Smith has been mostly silent since “The Sleep,” when the comedian stormed the stage to confront Rock after he joked about Smith’s wife’s shaved head. Jada Pinkett Smith has opened up about having alopecia, a condition that causes hair loss.
Asked about Monday’s incident On “The Daily Show with Trevor Noah,” Smith offered some of his thoughts on “Fright Night.”
“There’s a lot of nuances and intricacies, you know, but at the end of the day, I lost it, you know,” Smith told Noah. “I was going through something that night, you know? It’s not like it justifies my behavior at all… I guess what hurt me the most is that I took his heart and made it difficult for other people — I understood the idea where he says ‘hurt people, hurt people’.

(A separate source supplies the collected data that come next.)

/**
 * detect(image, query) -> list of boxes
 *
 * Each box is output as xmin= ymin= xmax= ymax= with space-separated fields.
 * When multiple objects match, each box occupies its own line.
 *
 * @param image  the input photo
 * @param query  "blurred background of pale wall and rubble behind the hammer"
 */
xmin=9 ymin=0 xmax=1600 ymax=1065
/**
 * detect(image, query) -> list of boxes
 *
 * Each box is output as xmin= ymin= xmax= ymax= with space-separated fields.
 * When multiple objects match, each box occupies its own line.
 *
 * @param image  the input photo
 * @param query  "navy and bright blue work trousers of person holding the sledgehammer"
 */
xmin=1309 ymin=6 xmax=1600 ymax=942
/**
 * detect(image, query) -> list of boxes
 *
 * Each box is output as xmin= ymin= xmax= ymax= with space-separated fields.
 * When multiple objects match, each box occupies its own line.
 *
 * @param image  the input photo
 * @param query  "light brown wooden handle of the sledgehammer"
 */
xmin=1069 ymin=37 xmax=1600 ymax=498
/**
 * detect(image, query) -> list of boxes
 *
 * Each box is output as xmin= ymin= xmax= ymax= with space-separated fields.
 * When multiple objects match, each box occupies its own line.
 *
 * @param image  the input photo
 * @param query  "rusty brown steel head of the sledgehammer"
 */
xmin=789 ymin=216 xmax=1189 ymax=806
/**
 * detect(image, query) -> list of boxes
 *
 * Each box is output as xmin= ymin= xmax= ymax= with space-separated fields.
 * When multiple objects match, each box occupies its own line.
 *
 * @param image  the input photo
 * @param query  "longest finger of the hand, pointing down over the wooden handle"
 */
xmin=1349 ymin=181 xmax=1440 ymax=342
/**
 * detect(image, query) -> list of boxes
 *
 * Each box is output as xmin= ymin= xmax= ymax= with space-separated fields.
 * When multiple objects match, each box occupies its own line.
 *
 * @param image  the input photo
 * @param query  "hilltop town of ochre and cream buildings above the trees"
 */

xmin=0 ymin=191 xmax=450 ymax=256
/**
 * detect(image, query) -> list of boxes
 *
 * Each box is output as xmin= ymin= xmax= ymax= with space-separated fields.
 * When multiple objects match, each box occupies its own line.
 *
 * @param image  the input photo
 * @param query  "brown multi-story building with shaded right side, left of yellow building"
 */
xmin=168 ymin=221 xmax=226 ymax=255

The Academy Award winner said he had “a lot of things” on his mind at the time.
“It was the little kid who saw his father beat his mother, you know?” Smith said. “It all boiled down in that moment. This is not who I want to be.”
Smith has suffered a fallout since the slap, in what she said was her personal life — she told Noah her nine-year-old nephew was watching the Oscars and asked Smith what she “did with this guy.” Why did you kill him?”
The actor has since resigned from the Motion Picture Academy, which has banned him from attending the Oscars or any other Academy events for 10 years.
Related: In the first comedy show since the event, Chris Rock addressed the Oscars with a slap.
Smith’s first post-Sleep movie release, “Emancipation,” debuts in theaters and Apple TV+ in December. The fate of the $120 million thriller, which was inspired by the 1863 photographs of a man known as “Whipped Peter,” was uncertain in the months following the Oscars. Smith played the lead character, an escaped slave in Louisiana. Smith described it. About the man in the Noah pictures as a “freedom movie,” not a “slave movie.”
“You see the picture, but you don’t know who he is. You don’t know what the story is,” Smith said.